Query with synonym doesn't work as expected

hello,

here some sample data:

settings and mappings:
{ "settings":{ "analysis":{ "filter":{ "my_synonym_filter":{ "type":"synonym", "synonyms": [ "synonym0 => owl shirt" ] } }, "analyzer":{ "test_analyzer":{ "type":"custom", "tokenizer":"standard", "filter":[ "my_synonym_filter" ] } } } }, "mappings":{ "test":{ "properties":{ "id":{ "type":"string", "index":"not_analyzed" }, "field0":{ "type":"string", "index":"analyzed" }, "field1":{ "type":"string", "index":"analyzed" }, "field2":{ "type":"string", "index":"analyzed" } } } } }

data:
{"index":{"_type":"test","_id":"0"}} {"field0":"product 0","field1":"","field2":"owl,shirt"} {"index":{"_type":"test","_id":"1"}} {"field0":"product 1","field1":"shirt","field2":"owl"} {"index":{"_type":"test","_id":"2"}} {"field0":"product 2","field1":"shirt","field2":"horse"} {"index":{"_type":"test","_id":"3"}} {"field0":"product 3","field1":"longsleeve","field2":"penguin"}

when i search like this:

POST /syntest/test/_search?pretty { "query":{ "query_string":{ "query":"shirt owl", "default_operator":"AND", "analyzer":"test_analyzer", "fields":[ "field1", "field2" ] } } }

i get as aspected all results which contains shirt and owl in fields field1 and field2:

{ "took": 7, "timed_out": false, "_shards": { "total": 5, "successful": 5, "failed": 0 }, "hits": { "total": 2, "max_score": 0.13316044, "hits": [ { "_index": "syntest", "_type": "test", "_id": "1", "_score": 0.13316044, "_source": { "field0": "product 1", "field1": "shirt", "field2": "owl" } }, { "_index": "syntest", "_type": "test", "_id": "0", "_score": 0.08322528, "_source": { "field0": "product 0", "field1": "", "field2": "owl,shirt" } } ] } }

but when i search with the defined synonym synonym0 i get just one result:

POST /syntest/test/_search?pretty { "query":{ "query_string":{ "query":"synonym0", "default_operator":"AND", "analyzer":"test_analyzer", "fields":[ "field1", "field2" ] } } }

{ "took": 6, "timed_out": false, "_shards": { "total": 5, "successful": 5, "failed": 0 }, "hits": { "total": 1, "max_score": 0.08322528, "hits": [ { "_index": "syntest", "_type": "test", "_id": "0", "_score": 0.08322528, "_source": { "field0": "product 0", "field1": "", "field2": "owl,shirt" } } ] } }

what is the problem?

tested with elasticsearch 2.2.

tanks

Check out the _explain API to debug search issues.
Here I use it to test why doc id #1 fails:

POST /test/test/1/_explain
{
   "query": {
	  "query_string": {
		 "query": "synonym0",
		 "default_operator": "AND",
		 "analyzer": "test_analyzer",
		 "fields": [
			"field1",
			"field2"
		 ]
	  }
   }
}

The result (partially shown here) shows why this fails for doc 1:

{
   "_index": "test",
   "_type": "test",
   "_id": "1",
   "matched": false,
   "explanation": {
	  "value": 0,
	  "description": "Failure to meet condition(s) of required/prohibited clause(s)",
	  "details": [
		 {
			"value": 0,
			"description": "no match on required clause (((+field1:owl +field1:shirt) | (+field2:owl +field2:shirt)))",
			...
		 }...
	  ]
   }
}

It is testing for both the words in one field.

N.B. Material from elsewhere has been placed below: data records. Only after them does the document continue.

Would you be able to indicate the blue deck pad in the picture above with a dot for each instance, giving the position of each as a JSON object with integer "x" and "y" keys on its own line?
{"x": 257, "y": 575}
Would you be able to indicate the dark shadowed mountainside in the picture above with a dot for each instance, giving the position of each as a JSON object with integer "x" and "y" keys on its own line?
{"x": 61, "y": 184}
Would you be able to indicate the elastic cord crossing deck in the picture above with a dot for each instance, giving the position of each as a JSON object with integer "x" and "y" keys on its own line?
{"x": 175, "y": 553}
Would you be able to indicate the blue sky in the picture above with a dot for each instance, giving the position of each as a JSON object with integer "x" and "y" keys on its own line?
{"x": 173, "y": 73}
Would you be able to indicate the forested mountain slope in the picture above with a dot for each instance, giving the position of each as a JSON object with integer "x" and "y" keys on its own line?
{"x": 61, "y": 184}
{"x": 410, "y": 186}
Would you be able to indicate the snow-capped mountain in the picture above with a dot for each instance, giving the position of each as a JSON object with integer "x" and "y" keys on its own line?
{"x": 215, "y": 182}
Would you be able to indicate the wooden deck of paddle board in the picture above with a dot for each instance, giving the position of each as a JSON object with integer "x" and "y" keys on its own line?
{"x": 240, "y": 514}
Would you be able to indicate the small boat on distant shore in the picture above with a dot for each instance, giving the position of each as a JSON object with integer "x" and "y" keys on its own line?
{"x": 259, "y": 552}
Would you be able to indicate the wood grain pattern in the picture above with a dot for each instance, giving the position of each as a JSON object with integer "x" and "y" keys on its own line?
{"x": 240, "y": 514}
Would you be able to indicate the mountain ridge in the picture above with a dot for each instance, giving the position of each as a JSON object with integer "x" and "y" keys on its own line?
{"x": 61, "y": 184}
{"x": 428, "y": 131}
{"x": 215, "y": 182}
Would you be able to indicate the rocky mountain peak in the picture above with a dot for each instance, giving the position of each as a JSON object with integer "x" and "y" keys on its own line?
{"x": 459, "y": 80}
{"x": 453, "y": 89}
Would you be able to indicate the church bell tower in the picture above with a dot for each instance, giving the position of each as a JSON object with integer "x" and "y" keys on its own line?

Instead of query_string consider using the match query which offers more control over matching options for multiple fields - cross_fields, best_fields etc.

Cheers
Mark

hello mark,

thanks for the reply.

now i tested with multi_match + cross_fields:

POST /syntest/test/_search { "query": { "multi_match": { "query": "owl shirt", "type": "cross_fields", "fields": [ "field0", "field1", "field2" ], "operator": "AND" } } }

this works as expected:

{ "took": 12, "timed_out": false, "_shards": { "total": 5, "successful": 5, "failed": 0 }, "hits": { "total": 2, "max_score": 0.8838835, "hits": [ { "_index": "syntest", "_type": "test", "_id": "0", "_score": 0.8838835, "_source": { "field0": "product 0", "field1": "", "field2": "owl,shirt" } }, { "_index": "syntest", "_type": "test", "_id": "1", "_score": 0.13316044, "_source": { "field0": "product 1", "field1": "shirt", "field2": "owl" } } ] } }

but with the synonym it returns null:

POST /syntest/test/_search { "query": { "multi_match": { "query": "synonym0", "type": "cross_fields", "fields": [ "field0", "field1", "field2" ], "operator": "AND" } } }

{ "took": 4, "timed_out": false, "_shards": { "total": 5, "successful": 5, "failed": 0 }, "hits": { "total": 0, "max_score": null, "hits": [] } }

explain:

... "explanation": { "value": 0, "description": "Failure to meet condition(s) of required/prohibited clause(s)", "details": [ { "value": 0, "description": "no match on required clause ((field2:synonym0 | field1:synonym0 | field0:synonym0))", ...

any idea?

Looks like the wrong analyzer. Given all the fields share a common analyzer I'm not sure why this would be the case. Try set the "analyzer" parameter on the multi_match expression to force the choice of analyzer.

oh dear!
that's my fault.

i forget to set the analyzer parameter.

thank you

Hi,

Synonym search is working sometimes and not working sometimes. I'm not able to find the root cause of that.
I'm using synonym at search analyzer. Earlier what all the synonym related records got score is different from now.

Can someone help me in understanding the issue exactly as soon as possible.

Thanks,
@vaniaravinda